Ela se virou para olhar pela janela, absorvendo a paisagem no céu noturno. Tudo era luz lá fora, e os arranha céus pareciam competir para saber qual conseguia ser mais alto. Tip nem ouviu a mãe entrar, mas não pulou de susto quando sentiu sua mão em seu ombro.

– Apreciando a vista? - Perguntou Lucy.

– É tudo tão imenso... Bem diferente de... Bom... - Tip deu ombros, sem vontade de terminar.

– Eu sei. - Lucy confirmou. - Ainda não se parece com a nossa casa, não é? - Ela puxou Tip pelo ombro, fazendo-a virar para si. - Mas deixa eu te contar um segredo?

Tip a olhou nos olhos.

– Onde você estiver, lá será minha casa. Não importa onde isso seja.

Tip abraçou a mãe.

– Você é a minha casa também mãe. Não importa onde. - Um som de papel amassado e Tip se afastou, confusa.

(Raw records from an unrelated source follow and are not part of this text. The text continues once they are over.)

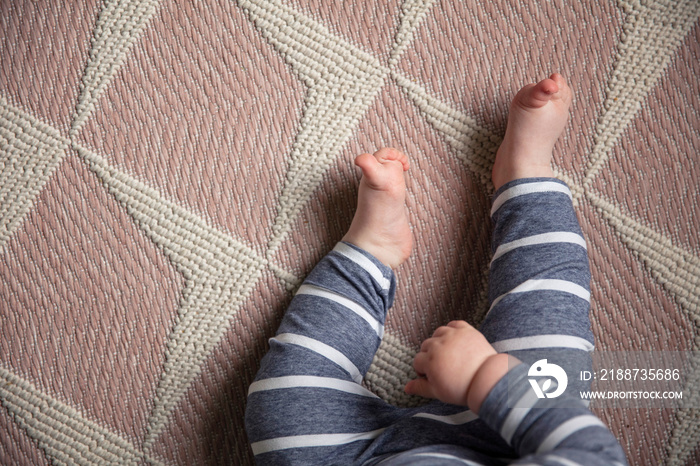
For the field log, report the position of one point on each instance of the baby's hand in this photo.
(448, 364)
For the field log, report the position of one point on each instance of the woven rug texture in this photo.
(170, 171)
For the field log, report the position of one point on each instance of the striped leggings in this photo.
(307, 404)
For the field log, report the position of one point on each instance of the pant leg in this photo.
(306, 405)
(539, 284)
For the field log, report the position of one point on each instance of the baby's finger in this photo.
(458, 324)
(420, 387)
(421, 363)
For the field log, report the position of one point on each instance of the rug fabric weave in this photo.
(171, 171)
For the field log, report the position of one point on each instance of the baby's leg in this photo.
(306, 404)
(539, 279)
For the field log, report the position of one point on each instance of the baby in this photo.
(307, 404)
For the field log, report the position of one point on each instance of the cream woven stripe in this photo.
(651, 34)
(219, 271)
(412, 14)
(393, 356)
(332, 69)
(475, 146)
(30, 151)
(119, 26)
(61, 431)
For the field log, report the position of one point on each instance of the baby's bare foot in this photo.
(380, 225)
(537, 118)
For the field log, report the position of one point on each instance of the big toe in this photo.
(537, 95)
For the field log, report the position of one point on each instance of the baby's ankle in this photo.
(512, 168)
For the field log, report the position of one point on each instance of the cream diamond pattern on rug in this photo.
(221, 271)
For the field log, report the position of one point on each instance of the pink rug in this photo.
(170, 171)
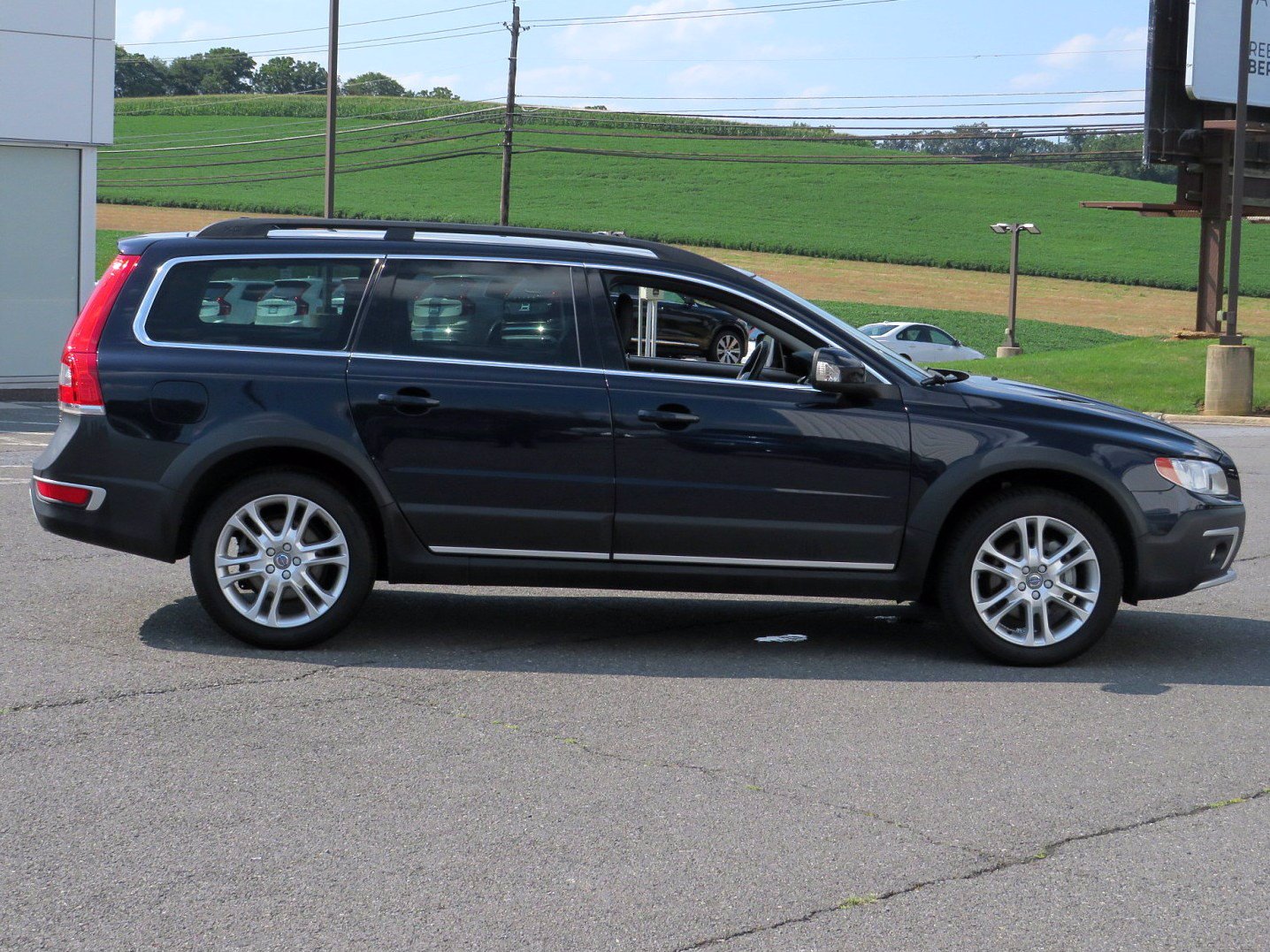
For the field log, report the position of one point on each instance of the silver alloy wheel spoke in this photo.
(728, 349)
(1036, 580)
(282, 561)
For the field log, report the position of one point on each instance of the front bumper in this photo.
(1197, 553)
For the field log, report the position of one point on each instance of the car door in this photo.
(722, 471)
(495, 442)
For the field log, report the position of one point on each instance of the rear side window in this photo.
(477, 311)
(302, 303)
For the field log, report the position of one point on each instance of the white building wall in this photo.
(57, 105)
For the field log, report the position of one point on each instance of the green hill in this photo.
(914, 215)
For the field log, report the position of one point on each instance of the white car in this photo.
(920, 343)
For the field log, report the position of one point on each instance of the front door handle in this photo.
(409, 400)
(669, 418)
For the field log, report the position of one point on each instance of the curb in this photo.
(1213, 421)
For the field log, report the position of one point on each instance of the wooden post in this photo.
(1212, 239)
(504, 195)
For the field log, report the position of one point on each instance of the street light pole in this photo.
(1010, 348)
(332, 90)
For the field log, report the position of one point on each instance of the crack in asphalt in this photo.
(714, 773)
(1042, 855)
(110, 697)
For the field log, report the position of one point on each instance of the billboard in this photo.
(1213, 47)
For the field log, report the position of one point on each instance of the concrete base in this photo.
(1228, 381)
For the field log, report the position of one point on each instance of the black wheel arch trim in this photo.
(941, 500)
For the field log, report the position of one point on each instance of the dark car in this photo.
(686, 326)
(295, 462)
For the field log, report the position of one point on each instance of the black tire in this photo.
(959, 584)
(716, 346)
(333, 513)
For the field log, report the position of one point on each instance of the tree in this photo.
(220, 70)
(136, 75)
(283, 74)
(373, 84)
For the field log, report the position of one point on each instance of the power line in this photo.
(907, 95)
(864, 58)
(312, 29)
(705, 14)
(294, 139)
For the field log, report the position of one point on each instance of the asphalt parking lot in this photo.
(524, 769)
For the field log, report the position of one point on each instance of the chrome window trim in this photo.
(520, 552)
(139, 323)
(96, 495)
(468, 362)
(737, 292)
(729, 381)
(527, 241)
(662, 559)
(754, 562)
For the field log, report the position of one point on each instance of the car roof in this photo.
(259, 235)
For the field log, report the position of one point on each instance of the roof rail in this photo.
(401, 230)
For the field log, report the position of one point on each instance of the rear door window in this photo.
(277, 302)
(475, 311)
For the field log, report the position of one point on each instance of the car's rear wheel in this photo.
(282, 560)
(1031, 578)
(728, 347)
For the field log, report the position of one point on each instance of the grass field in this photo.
(983, 331)
(935, 216)
(1153, 375)
(1144, 373)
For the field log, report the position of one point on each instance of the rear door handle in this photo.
(409, 400)
(669, 418)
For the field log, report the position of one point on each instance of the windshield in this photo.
(880, 352)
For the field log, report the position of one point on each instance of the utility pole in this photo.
(1010, 348)
(1231, 363)
(504, 198)
(332, 92)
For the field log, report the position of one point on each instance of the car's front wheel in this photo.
(1033, 576)
(282, 560)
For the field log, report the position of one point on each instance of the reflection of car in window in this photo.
(689, 326)
(288, 301)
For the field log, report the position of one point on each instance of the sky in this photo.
(795, 61)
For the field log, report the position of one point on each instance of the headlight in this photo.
(1195, 475)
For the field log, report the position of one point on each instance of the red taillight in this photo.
(78, 384)
(57, 492)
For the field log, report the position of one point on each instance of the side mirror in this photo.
(838, 372)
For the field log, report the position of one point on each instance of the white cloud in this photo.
(634, 38)
(1078, 52)
(427, 80)
(149, 26)
(582, 81)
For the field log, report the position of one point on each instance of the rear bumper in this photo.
(128, 512)
(1197, 553)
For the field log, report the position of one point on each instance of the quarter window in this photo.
(477, 311)
(302, 303)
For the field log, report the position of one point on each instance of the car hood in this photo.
(997, 396)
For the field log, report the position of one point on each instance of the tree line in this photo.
(979, 139)
(229, 70)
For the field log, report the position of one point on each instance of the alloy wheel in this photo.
(1036, 580)
(282, 561)
(728, 348)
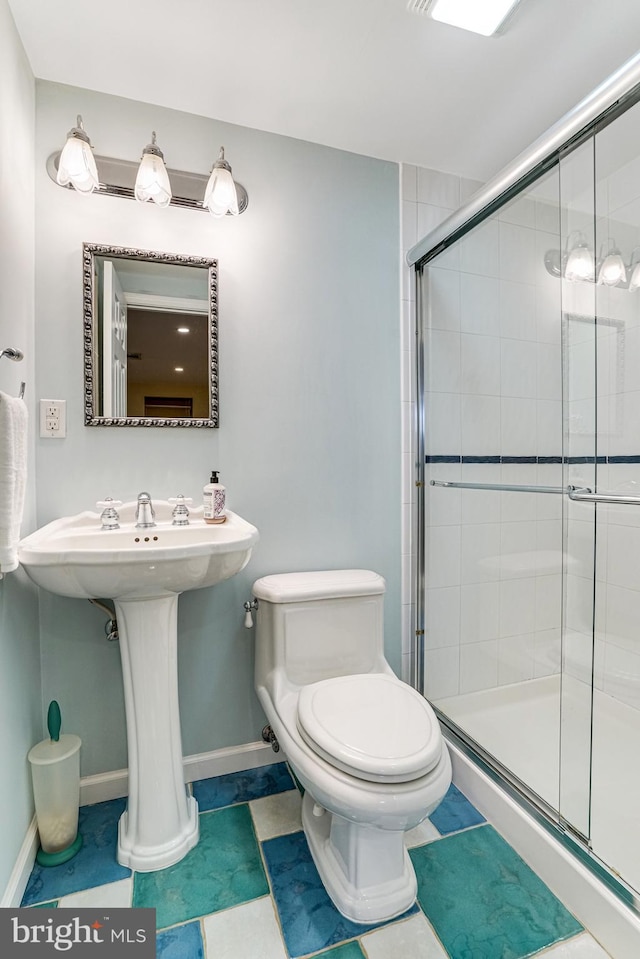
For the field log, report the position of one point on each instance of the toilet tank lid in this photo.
(319, 584)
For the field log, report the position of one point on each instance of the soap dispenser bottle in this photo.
(214, 497)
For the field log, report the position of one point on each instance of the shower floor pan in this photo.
(519, 725)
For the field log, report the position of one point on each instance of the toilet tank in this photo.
(319, 625)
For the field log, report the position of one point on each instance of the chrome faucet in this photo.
(145, 513)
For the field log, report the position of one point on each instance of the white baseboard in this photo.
(597, 908)
(114, 785)
(231, 759)
(22, 870)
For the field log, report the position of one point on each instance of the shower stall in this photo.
(528, 605)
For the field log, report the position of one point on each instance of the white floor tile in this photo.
(277, 815)
(412, 937)
(580, 947)
(244, 932)
(113, 895)
(425, 832)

–Quase me esqueci.- Lucy tirou um envelope de dentro do blazer. - É o seu horário de aulas. Você vai estudar de manhã e vai ajudar no laboratório à tarde, quatro vezes por semana.

Tip assentiu. Lucy tomou as mãos dela nas suas, puxando-a para a cama.

– Eu sei que tudo parece novo e assustador agora. Mas as coisas vão se ajeitando aos poucos. Confie em mim. Você fez a escolha certa.

– Eu sei mãe. Vou ficar bem. - Tip assegurou.

Mas a verdade é que não sabia realmente. E estava com medo.